The present invention relates to an ink jet head, a control method for the ink jet head, and an ink jet recording apparatus with which an image is formed on a recording medium by ejecting ink toward the recording medium. More specifically, the present invention relates to an ink jet head, a control method for the ink jet head, and an ink jet recording apparatus with which ink containing charged fine particles are ejected through the ink jet head by utilizing electrostatic forces.
An electrostatic ink jet recording system is known in which ink is ejected toward a recording medium by utilizing electrostatic forces. In the electrostatic ink jet recording system, ink containing a charged fine particle component is used and ink droplets are ejected from ejection ports for ejection of the ink toward a recording medium by exerting electrostatic forces on the ink at the ejection ports through application of drive voltages to ejection electrodes arranged on the periphery of the ejection ports. By controlling the drive voltages applied to the ejection electrodes in accordance with image data, it is possible to record an image corresponding to the image data on the recording medium.
As an ink jet head used in a recording apparatus adopting the electrostatic ink jet recording system, a multi-channel head is known in which multiple ejection ports (channels) are arranged in one head. In order to perform recording at higher resolution using the multi-channel electrostatic ink jet head, it is required to dispose ejection portions at a high density and to control ejection ports independently of one another. With the electrostatic ink jet head as described above, however, ink droplets are ejected by utilizing electrostatic forces generated through application of voltages to ejection electrodes at the respective ejection ports. Therefore, when the ejection ports are disposed at a high density, electric field interference occurs between adjacent ejection ports and variations occur to the size of ejected ink droplets and to the flying direction of the ink droplets, which leads to a problem in that it is impossible to perform precise recording.
In view of such a problem, JP 2000-25233 A discloses an ink jet recording apparatus in which multiple ejection electrodes (individual electrodes) are provided on a substrate dividing ink guides and ink droplets are ejected from the ink guides by means of electrostatic forces generated through application of voltages to the ejection electrodes, where a shield electrode for shielding electric lines of force from adjacent channels is formed between the ejection electrodes. In this ink jet recording apparatus, a voltage, which is lower than the voltages applied to the ejection electrodes but is sufficiently high enough not to be discharged between the ejection electrodes, is applied to the shield electrode, thereby suppressing interference between adjacent ejection electrodes.
In the ink jet recording apparatus disclosed in JP 2000-25233 A, however, the ejection electrodes and the shield electrode are provided on the same surface, so it is impossible to shield electric lines of force generated from end portions on an outer peripheral side of the ejection electrodes with the shield electrode, which leads to a problem in that it is impossible to effectively prevent electric field interference between adjacent ejection ports.

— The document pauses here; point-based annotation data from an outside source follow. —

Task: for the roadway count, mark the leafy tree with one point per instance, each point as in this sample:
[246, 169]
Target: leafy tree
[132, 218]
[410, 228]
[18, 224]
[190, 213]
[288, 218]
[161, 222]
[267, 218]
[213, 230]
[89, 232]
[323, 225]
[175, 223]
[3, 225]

In order to suppress the electric field interference, it is effective to provide a wide shield electrode between adjacent ejection ports. As in the case disclosed in JP 2000-25233 A in which the shield electrode and the ejection electrodes are provided on the same surface, however, when ejection ports are disposed at a high density, it is impossible to secure a sufficient width of the shield electrode between the adjacent ejection ports. On the other hand, when the intervals between the ejection portions are increased in order to increase the width of the shield electrode between the ejection ports, this results in an unfavorable situation in which the density of the ejection ports is lowered and a head size is increased. Therefore, there arises a problem in that it is difficult to perform precise recording with a compact head.
In order to draw a high-quality image at high speed on recording medium using an electrostatic ink jet head, it is required to supply a sufficient amount of charged colorant particles to ejection portions swiftly. As a method of supplying the colorant particles to the ejection portions swiftly, for instance, a method utilizing a liquid current and a method with which the colorant particles are caused to move to ejection ports by electrophoresis are conceivable.
These methods, however, are not enough to completely preclude a danger that an inconvenient situation will occur in which, for instance, a sufficient amount of colorant particles is not supplied to ejection portions swiftly, clogging of ejection ports of an ink jet head occurs, or dots formed on a recording medium are split.